So we headed home, but, eschewing the intelligent idea of getting some extra sleep, I stayed up playing video games with some friends. All night. I still get teased about my 4:30 am sign-off of, "well, I've got to go run a race now - see you next weekend!"
The race turned out okay - I ran it in 47:19, which was a race personal best (not saying much, since I'd never raced that distance before). I'd done a training run at that distance in 47:16 the year before, so it wasn't a real PR.
This year I have an opportunity for redemption. I'm running this race on Saturday, and I'm hopeful I can do some serious damage to my PR. My speed training has been going well lately, and if I have a good day I think I can break 46:00.
Race days are always about managing nerves. I have to eat bland foods - typically banana and oatmeal - and even then I spend a fair amount of time in the porta-loo. There's all sorts of nerves and adrenaline and other things. It's not as bad for shorter races - the build up is shorter and I don't really train for them (since I'm usually in some stage of marathon training). And if I have a bad 5k or 10k I can always regroup and try it again in a few weeks - not so with the marathon.

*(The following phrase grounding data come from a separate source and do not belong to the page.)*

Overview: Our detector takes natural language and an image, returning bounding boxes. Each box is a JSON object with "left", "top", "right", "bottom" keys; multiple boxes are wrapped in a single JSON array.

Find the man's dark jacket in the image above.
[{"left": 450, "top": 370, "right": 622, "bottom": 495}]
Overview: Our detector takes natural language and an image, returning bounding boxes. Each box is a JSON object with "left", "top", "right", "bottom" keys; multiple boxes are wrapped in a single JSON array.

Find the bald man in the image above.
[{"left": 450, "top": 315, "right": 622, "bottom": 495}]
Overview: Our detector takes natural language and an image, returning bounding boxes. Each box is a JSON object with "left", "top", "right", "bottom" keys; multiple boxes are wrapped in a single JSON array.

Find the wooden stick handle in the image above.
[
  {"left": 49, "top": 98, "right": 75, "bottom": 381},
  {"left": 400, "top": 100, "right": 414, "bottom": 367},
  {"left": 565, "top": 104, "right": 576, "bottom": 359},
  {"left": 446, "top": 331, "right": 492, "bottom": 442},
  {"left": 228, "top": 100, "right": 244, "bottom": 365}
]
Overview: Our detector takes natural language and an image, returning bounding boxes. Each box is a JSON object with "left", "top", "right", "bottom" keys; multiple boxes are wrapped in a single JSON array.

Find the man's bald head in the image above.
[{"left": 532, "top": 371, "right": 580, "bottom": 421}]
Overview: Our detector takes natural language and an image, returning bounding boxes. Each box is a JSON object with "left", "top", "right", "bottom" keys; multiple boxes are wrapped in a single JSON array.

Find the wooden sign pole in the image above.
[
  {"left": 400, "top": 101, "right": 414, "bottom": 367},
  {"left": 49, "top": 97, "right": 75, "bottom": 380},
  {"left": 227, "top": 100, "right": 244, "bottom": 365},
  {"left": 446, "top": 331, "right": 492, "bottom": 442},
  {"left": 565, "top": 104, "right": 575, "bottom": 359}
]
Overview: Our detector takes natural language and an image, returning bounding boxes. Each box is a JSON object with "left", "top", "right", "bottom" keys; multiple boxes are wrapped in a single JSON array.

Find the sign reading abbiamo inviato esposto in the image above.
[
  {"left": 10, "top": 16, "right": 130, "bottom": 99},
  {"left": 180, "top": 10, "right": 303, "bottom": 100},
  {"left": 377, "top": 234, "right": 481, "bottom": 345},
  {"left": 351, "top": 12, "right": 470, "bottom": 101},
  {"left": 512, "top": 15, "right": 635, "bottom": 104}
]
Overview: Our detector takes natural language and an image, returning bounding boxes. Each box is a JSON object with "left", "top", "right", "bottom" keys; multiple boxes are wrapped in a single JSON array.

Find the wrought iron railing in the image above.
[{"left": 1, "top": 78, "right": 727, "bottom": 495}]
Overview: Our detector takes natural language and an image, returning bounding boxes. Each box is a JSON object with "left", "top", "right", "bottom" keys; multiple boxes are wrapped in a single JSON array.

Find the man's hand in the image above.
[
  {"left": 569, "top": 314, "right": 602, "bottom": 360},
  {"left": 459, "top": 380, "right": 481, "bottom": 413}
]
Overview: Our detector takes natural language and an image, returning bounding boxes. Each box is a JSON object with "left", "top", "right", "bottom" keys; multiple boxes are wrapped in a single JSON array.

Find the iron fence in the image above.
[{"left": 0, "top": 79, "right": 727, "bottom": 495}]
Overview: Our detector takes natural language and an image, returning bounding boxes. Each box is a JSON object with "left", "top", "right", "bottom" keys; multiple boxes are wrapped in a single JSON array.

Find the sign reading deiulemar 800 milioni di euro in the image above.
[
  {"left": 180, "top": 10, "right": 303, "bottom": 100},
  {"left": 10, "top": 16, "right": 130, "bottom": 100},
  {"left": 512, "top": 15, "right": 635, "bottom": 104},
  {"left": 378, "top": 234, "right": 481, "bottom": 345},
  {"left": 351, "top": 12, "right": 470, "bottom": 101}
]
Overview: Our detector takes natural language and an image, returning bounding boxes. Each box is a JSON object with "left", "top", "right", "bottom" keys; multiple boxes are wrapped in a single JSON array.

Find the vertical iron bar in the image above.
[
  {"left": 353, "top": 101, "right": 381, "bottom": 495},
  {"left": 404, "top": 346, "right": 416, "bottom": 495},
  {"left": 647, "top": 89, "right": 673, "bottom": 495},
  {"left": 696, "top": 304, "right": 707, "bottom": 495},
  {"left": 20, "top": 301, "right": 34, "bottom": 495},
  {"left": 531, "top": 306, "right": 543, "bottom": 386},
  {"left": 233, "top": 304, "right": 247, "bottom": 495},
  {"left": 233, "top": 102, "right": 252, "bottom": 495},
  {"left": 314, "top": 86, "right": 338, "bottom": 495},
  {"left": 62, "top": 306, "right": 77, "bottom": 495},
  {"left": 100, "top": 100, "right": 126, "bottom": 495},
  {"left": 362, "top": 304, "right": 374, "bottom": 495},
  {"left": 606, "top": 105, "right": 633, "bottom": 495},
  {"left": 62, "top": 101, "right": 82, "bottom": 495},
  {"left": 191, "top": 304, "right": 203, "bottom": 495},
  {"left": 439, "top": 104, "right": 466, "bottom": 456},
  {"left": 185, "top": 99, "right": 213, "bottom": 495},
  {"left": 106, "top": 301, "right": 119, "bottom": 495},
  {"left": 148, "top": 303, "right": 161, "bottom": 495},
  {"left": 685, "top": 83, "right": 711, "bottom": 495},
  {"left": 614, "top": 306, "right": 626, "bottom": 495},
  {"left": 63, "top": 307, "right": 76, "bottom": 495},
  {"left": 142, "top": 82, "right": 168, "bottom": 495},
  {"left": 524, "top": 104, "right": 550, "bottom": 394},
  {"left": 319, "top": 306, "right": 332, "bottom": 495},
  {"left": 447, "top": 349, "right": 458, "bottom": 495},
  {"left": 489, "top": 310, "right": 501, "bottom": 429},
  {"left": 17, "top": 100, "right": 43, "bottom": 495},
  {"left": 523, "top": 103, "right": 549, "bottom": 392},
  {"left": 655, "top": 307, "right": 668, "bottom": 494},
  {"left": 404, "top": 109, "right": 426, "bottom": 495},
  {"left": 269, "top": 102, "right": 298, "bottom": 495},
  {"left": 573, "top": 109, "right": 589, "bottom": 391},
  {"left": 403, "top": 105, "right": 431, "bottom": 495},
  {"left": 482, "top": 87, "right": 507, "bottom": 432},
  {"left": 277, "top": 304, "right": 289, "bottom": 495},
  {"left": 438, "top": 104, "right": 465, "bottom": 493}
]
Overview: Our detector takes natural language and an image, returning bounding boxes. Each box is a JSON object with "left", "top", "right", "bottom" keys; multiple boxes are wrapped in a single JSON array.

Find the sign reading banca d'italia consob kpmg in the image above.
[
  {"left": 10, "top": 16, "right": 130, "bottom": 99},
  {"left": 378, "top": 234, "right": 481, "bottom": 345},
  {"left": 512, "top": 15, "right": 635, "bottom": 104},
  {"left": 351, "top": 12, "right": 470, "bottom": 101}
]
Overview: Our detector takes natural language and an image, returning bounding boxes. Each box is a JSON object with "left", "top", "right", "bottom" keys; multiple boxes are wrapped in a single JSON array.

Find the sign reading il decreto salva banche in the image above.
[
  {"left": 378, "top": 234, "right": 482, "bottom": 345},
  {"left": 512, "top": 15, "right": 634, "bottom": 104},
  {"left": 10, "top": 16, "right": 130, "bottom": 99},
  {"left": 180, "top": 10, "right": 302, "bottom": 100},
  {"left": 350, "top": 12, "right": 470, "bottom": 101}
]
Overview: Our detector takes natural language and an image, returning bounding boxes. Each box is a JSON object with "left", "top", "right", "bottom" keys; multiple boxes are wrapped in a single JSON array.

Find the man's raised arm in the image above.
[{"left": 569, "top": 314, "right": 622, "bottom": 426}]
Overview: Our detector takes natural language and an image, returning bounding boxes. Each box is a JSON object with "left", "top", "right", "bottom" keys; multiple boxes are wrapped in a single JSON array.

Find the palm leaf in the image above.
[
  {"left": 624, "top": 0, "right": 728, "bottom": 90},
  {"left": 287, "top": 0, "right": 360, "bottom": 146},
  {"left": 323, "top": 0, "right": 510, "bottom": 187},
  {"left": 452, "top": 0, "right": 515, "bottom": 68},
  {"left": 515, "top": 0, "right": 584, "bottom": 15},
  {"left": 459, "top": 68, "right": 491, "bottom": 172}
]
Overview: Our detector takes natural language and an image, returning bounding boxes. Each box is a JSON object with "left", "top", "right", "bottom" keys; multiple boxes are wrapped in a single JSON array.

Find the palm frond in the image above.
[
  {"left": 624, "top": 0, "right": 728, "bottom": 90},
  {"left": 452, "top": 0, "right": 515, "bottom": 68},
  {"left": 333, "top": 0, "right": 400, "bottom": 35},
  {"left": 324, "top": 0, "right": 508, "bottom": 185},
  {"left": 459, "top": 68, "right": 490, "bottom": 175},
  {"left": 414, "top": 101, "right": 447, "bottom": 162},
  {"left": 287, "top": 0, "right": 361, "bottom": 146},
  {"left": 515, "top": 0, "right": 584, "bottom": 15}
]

As far as the actual racing goes, the biggest deal is to try to keep the pace consistent - except for the first mile and the last half mile. The first mile should be my slowest (this is much harder than it sounds), and the last half is when I put the hammer down. Other than that, it's about staying in a groove, keeping a constant speed, focusing on form, ignoring my lungs feeling like they are going to burst out of my chest.
We'll see how this Saturday goes. I love these big races. It's like a giant party with a bit of running in between.